Stationary distribution for a doubly stochastic matrix.

[spitz]

Homework Statement

I can find the stationary distribution vector \boldsymbol\pi for a stochastic matrix P using:

\boldsymbol\pi P=\boldsymbol\pi, where \pi_1+\pi_2+\ldots+\pi_k=1

However, I can't find a textbook that explains how to do this for a doubly stochastic (bistochastic) matrix. Could somebody show me how?

 

[Ray Vickson]

Homework Statement

I can find the stationary distribution vector \boldsymbol\pi for a stochastic matrix P using:

\boldsymbol\pi P=\boldsymbol\pi, where \pi_1+\pi_2+\ldots+\pi_k=1

However, I can't find a textbook that explains how to do this for a doubly stochastic (bistochastic) matrix. Could somebody show me how?

What are you trying to do? Has somebody told you what the actual values are of \pi_1, \ldots, \pi_n, and you want to verify (or at least understand) the results? Or, do you not know what the solution is?

RGV

 

[spitz]

I know how to find the distribution vector for any r\times r stochastic matrix. I want to know why, if the matrix is doubly stochastic, you don't need to solve the system of equations and the distribution vector is just (1/r,\ldots ,1/r).

 

[Ray Vickson]

I know how to find the distribution vector for any r\times r stochastic matrix. I want to know why, if the matrix is doubly stochastic, you don't need to solve the system of equations and the distribution vector is just (1/r,\ldots ,1/r).

Without some qualifications the result is not true: consider P = nxn identity matrix. It is doubly-stochastic, but any row vector (v1, v2, ..., vn) satisfies the equation vP = v. If, however, we assume P corresponds to an irreducible chain, the result is true.

Take the case where P has at least two nonzero entries in each column. Suppose the row vector π does not have equal entries. Look at the jth equation \pi_j = \sum_{i} \pi_i p_{i,j}. Since the column entries sum to 1, this is a weighted average of [/itex] \pi_1, \ldots, \pi_n.[/itex] and since there are at least two nonzero entries in the column, we have \min(\pi_1,\ldots,\pi_n) < \pi_j < \max(\pi_1,\ldots, \pi_n). You ought to be able to derive a contradiction from this.

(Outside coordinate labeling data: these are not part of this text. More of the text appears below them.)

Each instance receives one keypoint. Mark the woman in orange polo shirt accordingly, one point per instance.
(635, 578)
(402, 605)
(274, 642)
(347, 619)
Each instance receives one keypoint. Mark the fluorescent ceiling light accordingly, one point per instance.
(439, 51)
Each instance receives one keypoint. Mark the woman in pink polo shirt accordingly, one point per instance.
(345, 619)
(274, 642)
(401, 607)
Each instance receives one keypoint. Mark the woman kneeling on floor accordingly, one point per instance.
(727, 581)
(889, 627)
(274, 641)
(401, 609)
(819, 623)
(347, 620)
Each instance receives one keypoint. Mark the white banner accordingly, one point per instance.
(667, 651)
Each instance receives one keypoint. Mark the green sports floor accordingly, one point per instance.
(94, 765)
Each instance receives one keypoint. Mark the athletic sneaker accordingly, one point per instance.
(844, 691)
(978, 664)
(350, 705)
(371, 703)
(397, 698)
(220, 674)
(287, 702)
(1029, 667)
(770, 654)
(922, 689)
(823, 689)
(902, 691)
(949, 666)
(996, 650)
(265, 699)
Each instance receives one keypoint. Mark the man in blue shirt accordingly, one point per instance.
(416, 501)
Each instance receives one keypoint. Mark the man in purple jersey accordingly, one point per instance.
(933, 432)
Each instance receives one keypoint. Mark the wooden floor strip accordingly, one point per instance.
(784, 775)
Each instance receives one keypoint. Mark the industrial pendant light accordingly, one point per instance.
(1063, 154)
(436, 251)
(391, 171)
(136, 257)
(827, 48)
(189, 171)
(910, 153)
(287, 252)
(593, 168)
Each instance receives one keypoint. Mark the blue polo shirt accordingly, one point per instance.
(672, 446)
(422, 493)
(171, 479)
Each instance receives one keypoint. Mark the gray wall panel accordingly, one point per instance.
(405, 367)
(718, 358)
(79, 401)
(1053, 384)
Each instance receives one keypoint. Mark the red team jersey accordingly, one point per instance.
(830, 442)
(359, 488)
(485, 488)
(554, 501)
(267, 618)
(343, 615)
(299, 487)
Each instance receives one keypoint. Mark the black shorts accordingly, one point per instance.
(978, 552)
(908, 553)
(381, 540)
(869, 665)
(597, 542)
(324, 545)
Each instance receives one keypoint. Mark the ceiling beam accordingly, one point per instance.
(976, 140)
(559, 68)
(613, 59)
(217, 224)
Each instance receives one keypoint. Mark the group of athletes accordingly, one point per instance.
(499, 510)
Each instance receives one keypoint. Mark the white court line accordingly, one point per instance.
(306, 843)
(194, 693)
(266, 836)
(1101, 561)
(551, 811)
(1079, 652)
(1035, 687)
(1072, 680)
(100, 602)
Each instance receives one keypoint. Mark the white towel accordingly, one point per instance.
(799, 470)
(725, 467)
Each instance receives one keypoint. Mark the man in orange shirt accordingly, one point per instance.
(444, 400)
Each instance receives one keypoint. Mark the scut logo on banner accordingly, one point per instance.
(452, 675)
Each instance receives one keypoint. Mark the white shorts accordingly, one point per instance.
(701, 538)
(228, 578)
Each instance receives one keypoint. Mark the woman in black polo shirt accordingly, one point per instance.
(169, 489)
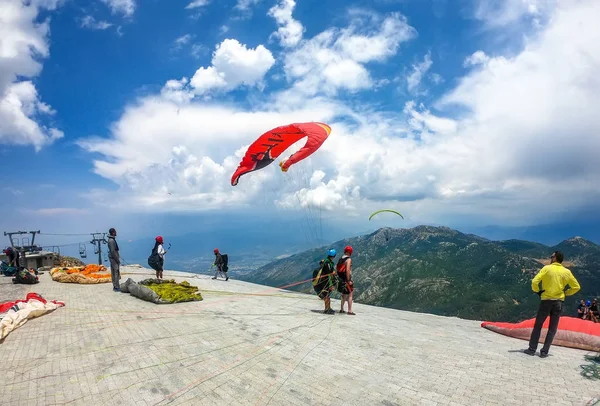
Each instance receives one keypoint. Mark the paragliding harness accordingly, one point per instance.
(323, 284)
(344, 285)
(155, 261)
(224, 266)
(7, 270)
(25, 277)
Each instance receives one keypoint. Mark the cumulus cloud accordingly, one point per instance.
(245, 5)
(335, 58)
(233, 65)
(290, 31)
(477, 58)
(498, 14)
(125, 7)
(197, 4)
(23, 40)
(414, 79)
(91, 23)
(523, 148)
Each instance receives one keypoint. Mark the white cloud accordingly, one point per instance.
(334, 59)
(23, 41)
(290, 31)
(523, 149)
(184, 39)
(91, 23)
(233, 65)
(197, 4)
(497, 14)
(414, 79)
(245, 5)
(125, 7)
(477, 58)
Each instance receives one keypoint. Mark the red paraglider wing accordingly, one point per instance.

You still need to deal with cases where at least one column has only one entry (which would be 1.0), but which is, nevertheless, irreducible.

RGV

 

[Ray Vickson]

I know how to find the distribution vector for any r\times r stochastic matrix. I want to know why, if the matrix is doubly stochastic, you don't need to solve the system of equations and the distribution vector is just (1/r,\ldots ,1/r).

Without some qualifications the result is not true: consider P = nxn identity matrix. It is doubly-stochastic, but any row vector (v1, v2, ..., vn) satisfies the equation vP = v. If, however, we assume P corresponds to an irreducible chain, the result is true.

Take the case where P has at least two nonzero entries in each column. Suppose the row vector π does not have equal entries. Look at the jth equation \pi_j = \sum_{i} \pi_i p_{i,j}. Since the column entries sum to 1, this is a weighted average of \pi_1, \ldots, \pi_n. and since there are at least two nonzero entries in the column, we have \min(\pi_1,\ldots,\pi_n) < \pi_j < \max(\pi_1,\ldots, \pi_n). You ought to be able to derive a contradiction from this.

You still need to deal with cases where at least one column has only one entry (which would be 1.0), but which is, nevertheless, irreducible.

RGV